Effective T cell activation is mediated by a productive interaction between TCR and MHC and obligatory support from a co‐stimulatory signal via the B7/CD28 axis. CTLA‐4 is constitutively expressed on T_regs, but only up‐regulated in conventional T cells 24–48 h after cellular activation. CD80 and CD86, expressed on several antigen‐presenting cells (e.g. Langerhan’s cells, macrophages, dendritic cells and B cells; are the cognate ligands for both CD28 and CTLA‐4 [18, 48]. However, CTLA‐4 binds to CD80/86 with a greater affinity and avidity than CD28, thus enabling it to outcompete CD28 for its ligands [16]. As such, CTLA‐4 engagement is an effective immune inhibitory checkpoint mechanism for self‐tolerance and immunological homeostasis.

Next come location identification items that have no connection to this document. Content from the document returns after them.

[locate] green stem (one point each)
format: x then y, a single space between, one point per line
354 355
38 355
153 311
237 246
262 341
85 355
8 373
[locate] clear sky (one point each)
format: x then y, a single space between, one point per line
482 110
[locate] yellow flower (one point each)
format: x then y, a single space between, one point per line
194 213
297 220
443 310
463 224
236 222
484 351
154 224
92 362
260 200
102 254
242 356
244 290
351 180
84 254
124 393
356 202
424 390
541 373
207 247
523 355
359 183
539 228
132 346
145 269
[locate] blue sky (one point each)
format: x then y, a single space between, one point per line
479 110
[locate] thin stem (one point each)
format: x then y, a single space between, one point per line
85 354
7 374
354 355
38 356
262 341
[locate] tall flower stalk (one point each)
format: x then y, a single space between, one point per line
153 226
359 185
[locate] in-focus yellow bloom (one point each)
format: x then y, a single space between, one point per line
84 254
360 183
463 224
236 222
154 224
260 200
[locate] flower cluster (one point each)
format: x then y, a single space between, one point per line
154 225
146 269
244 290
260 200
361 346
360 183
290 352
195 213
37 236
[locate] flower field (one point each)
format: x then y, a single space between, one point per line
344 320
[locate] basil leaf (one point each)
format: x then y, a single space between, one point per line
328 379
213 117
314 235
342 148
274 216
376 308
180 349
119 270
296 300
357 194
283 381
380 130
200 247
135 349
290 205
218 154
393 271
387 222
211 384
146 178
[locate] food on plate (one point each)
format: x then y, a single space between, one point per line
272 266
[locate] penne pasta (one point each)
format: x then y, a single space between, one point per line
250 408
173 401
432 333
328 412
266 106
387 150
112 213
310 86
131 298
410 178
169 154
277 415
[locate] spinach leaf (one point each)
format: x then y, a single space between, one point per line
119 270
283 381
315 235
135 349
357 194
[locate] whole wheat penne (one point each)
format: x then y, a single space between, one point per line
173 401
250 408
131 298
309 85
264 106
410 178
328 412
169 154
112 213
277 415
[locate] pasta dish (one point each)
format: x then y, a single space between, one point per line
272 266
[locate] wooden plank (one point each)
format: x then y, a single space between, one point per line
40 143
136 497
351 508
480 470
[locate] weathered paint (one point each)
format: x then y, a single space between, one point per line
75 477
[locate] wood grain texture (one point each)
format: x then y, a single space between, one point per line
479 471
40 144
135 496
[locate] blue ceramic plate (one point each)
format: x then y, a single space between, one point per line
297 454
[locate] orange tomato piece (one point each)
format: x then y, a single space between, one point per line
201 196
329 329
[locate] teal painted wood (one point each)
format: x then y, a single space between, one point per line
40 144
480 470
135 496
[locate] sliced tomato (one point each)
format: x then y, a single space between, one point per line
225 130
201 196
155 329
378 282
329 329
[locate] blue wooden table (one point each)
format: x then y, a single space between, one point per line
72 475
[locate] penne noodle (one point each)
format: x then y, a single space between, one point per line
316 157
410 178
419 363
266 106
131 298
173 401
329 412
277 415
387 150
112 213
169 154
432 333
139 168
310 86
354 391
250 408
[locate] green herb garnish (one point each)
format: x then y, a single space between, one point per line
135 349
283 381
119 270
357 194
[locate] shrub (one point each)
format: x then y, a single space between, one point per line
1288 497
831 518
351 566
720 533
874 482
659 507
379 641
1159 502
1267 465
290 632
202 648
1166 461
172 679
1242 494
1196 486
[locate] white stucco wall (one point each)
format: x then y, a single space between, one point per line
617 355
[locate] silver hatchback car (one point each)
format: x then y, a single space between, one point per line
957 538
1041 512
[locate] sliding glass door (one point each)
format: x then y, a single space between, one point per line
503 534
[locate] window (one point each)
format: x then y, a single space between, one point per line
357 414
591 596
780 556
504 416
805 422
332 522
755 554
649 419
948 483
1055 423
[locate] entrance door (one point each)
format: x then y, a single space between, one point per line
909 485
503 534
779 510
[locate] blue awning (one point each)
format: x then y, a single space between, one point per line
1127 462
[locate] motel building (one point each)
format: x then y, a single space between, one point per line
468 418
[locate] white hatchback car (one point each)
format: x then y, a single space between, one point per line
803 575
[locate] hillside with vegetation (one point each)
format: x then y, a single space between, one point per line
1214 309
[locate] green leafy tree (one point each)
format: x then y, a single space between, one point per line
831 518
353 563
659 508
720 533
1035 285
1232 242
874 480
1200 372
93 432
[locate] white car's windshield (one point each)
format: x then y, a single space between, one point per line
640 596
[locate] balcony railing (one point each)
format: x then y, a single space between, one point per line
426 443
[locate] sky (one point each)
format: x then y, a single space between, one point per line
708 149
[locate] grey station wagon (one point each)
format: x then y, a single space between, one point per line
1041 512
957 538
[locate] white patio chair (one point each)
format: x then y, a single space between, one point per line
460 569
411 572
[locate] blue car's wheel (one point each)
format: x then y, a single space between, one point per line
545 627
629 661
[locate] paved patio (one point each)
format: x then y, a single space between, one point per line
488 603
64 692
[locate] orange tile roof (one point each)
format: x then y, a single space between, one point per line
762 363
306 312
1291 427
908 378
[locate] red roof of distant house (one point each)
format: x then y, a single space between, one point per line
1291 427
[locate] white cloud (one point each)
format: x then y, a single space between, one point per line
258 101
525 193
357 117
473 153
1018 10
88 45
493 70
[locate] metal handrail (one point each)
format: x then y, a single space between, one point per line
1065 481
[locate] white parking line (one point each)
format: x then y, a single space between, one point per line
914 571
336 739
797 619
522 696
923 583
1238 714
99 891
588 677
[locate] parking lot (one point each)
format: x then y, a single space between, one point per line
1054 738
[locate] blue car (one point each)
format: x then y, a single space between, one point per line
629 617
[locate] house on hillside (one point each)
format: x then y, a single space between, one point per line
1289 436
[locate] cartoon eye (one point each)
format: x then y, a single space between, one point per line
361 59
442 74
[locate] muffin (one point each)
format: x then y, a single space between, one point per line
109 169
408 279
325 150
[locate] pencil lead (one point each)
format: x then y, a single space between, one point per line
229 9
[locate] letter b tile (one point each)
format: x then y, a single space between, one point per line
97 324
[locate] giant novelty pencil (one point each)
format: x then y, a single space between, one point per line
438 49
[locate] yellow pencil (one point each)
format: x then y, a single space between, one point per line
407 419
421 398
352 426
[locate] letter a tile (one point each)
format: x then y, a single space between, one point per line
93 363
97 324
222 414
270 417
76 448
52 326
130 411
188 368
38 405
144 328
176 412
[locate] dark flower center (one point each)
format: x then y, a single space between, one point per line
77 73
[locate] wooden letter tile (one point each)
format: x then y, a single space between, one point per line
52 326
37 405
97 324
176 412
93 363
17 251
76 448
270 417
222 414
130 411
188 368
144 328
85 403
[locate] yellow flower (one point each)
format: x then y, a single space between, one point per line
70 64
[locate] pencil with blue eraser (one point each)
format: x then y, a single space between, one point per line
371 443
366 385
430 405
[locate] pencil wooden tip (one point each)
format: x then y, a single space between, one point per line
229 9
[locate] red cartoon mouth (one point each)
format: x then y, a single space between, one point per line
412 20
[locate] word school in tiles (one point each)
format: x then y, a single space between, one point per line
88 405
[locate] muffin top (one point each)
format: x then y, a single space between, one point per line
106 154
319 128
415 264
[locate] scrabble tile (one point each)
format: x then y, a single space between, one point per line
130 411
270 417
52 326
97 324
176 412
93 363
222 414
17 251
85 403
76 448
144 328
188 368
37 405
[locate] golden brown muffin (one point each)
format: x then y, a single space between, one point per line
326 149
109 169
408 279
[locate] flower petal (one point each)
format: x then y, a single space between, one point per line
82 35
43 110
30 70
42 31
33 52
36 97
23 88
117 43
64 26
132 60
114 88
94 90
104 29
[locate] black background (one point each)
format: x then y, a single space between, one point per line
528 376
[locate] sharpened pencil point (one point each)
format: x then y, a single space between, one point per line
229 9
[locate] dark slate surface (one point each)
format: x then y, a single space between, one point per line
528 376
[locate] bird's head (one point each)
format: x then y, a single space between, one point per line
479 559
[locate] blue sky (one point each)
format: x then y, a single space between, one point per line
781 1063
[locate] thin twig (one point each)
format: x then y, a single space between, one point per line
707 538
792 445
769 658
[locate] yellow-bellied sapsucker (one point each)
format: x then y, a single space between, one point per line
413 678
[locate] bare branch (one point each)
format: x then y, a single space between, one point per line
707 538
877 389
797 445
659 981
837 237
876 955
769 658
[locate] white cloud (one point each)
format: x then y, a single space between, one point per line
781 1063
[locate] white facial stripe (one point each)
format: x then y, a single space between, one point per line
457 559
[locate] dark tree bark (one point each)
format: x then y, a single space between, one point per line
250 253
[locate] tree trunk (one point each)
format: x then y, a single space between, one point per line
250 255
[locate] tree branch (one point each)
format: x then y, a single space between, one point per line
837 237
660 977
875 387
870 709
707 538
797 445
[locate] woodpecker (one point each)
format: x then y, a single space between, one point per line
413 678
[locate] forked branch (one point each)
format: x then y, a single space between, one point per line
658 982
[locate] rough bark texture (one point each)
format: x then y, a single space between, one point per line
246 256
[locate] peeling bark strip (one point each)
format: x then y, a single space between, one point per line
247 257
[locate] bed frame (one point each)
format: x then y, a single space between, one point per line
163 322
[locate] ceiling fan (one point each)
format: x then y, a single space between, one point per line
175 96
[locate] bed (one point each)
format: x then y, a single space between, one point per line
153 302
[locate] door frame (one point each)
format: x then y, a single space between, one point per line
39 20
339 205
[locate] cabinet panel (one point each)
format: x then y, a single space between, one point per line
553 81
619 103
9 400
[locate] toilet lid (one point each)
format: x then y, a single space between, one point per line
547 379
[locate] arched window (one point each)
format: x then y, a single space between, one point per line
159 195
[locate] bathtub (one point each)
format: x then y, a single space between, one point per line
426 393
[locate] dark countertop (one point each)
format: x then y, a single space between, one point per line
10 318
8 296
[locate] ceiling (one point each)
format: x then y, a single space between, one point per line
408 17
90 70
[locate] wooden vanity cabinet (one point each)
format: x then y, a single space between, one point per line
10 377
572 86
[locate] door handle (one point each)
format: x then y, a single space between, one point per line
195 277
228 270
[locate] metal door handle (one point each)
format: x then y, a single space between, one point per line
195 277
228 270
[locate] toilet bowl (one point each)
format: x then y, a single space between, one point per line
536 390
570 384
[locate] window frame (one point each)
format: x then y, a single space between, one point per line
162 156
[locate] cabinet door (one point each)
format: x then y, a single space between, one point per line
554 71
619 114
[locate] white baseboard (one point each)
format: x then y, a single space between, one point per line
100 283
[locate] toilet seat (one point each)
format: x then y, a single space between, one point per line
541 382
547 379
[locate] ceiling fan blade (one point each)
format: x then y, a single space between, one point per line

Aberrant T cell activation plays a central role in the pathogenesis of several autoimmune diseases, including RA, SLE and GvHD. Further, a lack of T cell infiltration into tumors coupled with a compromised immune response against tumor antigens can lead to neoplasms. The xeno‐GvHD model induced by the transfer of hPBMCs into NSG mice, resulting in engraftment of donor cells into the host, activation and expansion of human T cells triggering a multi‐organ pathology [48, 49, 50], is one of the few tools currently available to study human T cell functions in an in‐vivo setting. In the present study, we used a xeno‐GvHD model to examine the impact of inhibition or activation of the CTLA‐4 pathway on human immune cell engraftment, organ‐specific pathology and T cell activation/signaling.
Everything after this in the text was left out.